In Idempotency in Payments: The Client-Generated Key Approach we looked at using client generated UUIDs for idempotency. It works well, but it has a big flaw: you are relying entirely on the frontend to behave.

If an app crash during a payment, loses its local state, and the user tries again, the frontend will just generate a new UUID. Your backend will see this new key, think it's a fresh request, and bam—double charge.
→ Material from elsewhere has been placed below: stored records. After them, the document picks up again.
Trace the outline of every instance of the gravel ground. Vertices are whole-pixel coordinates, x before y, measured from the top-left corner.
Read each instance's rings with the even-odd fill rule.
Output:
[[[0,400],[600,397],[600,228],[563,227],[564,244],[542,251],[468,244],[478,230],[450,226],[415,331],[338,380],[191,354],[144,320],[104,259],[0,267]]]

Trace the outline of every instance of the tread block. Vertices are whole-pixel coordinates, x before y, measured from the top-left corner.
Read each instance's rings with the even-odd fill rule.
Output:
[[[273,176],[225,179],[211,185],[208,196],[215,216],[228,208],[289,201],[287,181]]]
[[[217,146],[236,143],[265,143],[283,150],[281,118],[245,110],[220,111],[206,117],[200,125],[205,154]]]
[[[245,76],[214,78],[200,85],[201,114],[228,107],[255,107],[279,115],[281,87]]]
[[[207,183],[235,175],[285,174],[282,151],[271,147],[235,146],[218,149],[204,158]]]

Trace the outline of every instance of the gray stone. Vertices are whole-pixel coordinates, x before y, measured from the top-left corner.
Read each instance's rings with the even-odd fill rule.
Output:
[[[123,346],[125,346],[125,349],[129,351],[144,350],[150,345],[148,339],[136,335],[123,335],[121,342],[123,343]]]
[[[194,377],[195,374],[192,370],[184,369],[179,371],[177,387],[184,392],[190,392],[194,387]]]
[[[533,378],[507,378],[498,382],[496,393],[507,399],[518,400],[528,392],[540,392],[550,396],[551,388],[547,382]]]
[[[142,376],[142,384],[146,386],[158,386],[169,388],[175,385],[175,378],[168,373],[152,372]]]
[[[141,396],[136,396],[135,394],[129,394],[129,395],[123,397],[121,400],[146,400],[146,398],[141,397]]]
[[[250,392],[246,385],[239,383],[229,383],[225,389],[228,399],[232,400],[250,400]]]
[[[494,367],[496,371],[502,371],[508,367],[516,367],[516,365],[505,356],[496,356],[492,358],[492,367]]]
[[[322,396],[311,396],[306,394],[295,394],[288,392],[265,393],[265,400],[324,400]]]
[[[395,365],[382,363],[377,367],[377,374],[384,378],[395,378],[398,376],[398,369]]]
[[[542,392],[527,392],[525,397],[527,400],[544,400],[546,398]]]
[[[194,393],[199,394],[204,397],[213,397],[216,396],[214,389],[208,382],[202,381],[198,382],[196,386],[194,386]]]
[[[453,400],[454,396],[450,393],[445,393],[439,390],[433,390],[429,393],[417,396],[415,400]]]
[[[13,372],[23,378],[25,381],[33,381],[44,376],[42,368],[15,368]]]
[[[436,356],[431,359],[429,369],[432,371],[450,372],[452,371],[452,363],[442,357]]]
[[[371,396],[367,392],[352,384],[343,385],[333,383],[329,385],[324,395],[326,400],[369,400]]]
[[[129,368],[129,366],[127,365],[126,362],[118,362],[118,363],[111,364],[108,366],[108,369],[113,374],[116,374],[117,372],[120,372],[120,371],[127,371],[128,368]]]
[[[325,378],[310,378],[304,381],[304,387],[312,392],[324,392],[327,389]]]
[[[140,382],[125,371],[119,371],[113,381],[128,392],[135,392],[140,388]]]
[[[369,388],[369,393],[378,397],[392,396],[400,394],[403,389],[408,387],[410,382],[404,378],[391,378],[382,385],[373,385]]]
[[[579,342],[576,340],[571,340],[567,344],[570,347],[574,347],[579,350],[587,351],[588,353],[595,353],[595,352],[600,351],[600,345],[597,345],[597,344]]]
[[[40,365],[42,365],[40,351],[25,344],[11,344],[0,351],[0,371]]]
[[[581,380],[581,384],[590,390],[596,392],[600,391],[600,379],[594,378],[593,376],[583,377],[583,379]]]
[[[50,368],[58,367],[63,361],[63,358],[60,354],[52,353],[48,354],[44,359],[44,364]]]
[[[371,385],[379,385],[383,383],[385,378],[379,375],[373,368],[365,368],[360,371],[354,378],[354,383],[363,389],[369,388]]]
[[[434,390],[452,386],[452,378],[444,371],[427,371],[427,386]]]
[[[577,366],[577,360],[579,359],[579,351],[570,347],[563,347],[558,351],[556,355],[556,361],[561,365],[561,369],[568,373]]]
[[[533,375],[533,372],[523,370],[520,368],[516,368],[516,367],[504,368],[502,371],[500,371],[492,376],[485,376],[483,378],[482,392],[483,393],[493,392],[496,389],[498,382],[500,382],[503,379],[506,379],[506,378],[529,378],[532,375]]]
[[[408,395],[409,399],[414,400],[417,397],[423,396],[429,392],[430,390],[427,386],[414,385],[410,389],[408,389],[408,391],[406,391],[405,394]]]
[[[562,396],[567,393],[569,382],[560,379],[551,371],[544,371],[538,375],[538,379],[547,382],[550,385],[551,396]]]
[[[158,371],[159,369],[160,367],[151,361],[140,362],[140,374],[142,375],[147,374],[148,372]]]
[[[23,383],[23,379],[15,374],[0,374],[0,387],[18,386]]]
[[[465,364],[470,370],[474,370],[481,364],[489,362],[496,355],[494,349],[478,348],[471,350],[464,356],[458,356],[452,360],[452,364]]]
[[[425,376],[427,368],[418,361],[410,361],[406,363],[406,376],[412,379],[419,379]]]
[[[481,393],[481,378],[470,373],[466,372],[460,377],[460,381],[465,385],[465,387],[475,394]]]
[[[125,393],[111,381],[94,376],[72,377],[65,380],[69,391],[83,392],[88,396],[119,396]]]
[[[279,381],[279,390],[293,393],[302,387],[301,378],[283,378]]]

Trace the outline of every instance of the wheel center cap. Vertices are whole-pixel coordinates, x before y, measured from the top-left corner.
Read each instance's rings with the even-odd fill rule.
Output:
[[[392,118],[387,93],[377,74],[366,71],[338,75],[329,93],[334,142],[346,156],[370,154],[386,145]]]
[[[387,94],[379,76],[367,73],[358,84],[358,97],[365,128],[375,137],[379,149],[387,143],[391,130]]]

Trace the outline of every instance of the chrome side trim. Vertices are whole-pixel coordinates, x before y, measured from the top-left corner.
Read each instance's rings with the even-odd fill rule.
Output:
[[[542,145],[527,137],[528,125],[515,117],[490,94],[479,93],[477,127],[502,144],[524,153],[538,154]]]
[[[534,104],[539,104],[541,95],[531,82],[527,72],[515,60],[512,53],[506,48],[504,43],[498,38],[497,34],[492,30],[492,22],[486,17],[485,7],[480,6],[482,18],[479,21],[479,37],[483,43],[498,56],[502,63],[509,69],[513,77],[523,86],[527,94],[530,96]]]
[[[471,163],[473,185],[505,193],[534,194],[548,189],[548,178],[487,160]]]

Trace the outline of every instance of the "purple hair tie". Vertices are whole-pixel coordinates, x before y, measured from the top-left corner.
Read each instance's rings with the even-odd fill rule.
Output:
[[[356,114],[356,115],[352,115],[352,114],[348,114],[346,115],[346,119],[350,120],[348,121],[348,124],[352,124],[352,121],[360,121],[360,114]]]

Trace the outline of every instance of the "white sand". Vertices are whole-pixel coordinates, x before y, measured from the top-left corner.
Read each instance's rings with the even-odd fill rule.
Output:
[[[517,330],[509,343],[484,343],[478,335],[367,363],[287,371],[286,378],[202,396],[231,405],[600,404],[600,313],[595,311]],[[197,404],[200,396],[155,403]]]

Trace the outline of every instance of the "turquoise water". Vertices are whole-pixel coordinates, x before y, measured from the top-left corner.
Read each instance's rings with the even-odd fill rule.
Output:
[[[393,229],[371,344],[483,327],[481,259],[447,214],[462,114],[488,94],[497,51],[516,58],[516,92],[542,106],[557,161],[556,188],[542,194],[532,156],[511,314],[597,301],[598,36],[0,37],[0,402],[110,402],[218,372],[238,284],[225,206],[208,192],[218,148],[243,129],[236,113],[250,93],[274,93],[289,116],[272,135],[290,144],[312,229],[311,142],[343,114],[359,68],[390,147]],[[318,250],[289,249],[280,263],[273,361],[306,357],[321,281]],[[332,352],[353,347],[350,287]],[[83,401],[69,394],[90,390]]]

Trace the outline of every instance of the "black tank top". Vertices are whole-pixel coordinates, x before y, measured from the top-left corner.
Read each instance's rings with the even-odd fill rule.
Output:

Also, hackers can just generate floods of random UUIDs to script-test stolen credit cards against your API.

If you want to build a really robust payment system (like how Stripe or Razorpay does it), you need to shift the control to the backend using a Two-Phase Order Creation pattern.

The Two-Phase Flow

In this setup, the client can't just hit a POST /charge endpoint out of nowhere. The flow is split into two steps, and the backend generates the ID, which tightly couples the payment to a real row in your database.

Phase 1: Intent Creation

The frontend tells the backend, "Hey, I want to create an order for these cart items." The backend does the math, creates an Order row in your SQL database with a status of PENDING, and gives back a unique OrderID.

Phase 2: Execution

Now the client calls the actual payment gateway, passing that backend-generated OrderID instead of some random UUID. This OrderID becomes your idempotency key.

Why This Architecture is Better

1. Database-Level Integrity

Look at Phase 2. We are using a row lock (SELECT ... FOR UPDATE in Postgres/MySQL). Because the payment is tied directly to a physical row in your primary DB, we don't even need a separate Redis cache to track keys. The order's status column acts as the absolute source of truth.

2. Payload Control

With client UUIDs we had to hash the payload to make sure they didn't change the amount on a retry. With backend keys, we don't care. The client can't change the amount because the payment gateway just fetches the expected amount directly from the database using the OrderID. The client is just saying "execute payment for this order," nothing else.

3. Crash Resilience

If the client app crashes between Phase 1 and Phase 2, the order just sits there as PENDING in your database. When they open the app again, it fetches pending orders, sees ORD-789, and resumes the payment. There's zero risk of them accidentally generating a new intent and getting charged twice.

Wrap Up

If you are dealing with money, idempotency is non-negotiable. While GET and PUT are naturally safe, you have to protect POST requests from automated network retries.

Whether you go with the simple Redis Client-UUID approach, or the heavier database Two-Phase approach, putting idempotency in place ensures your system can survive the messy reality of the internet. Build for failure, and you'll sleep better when you're on call.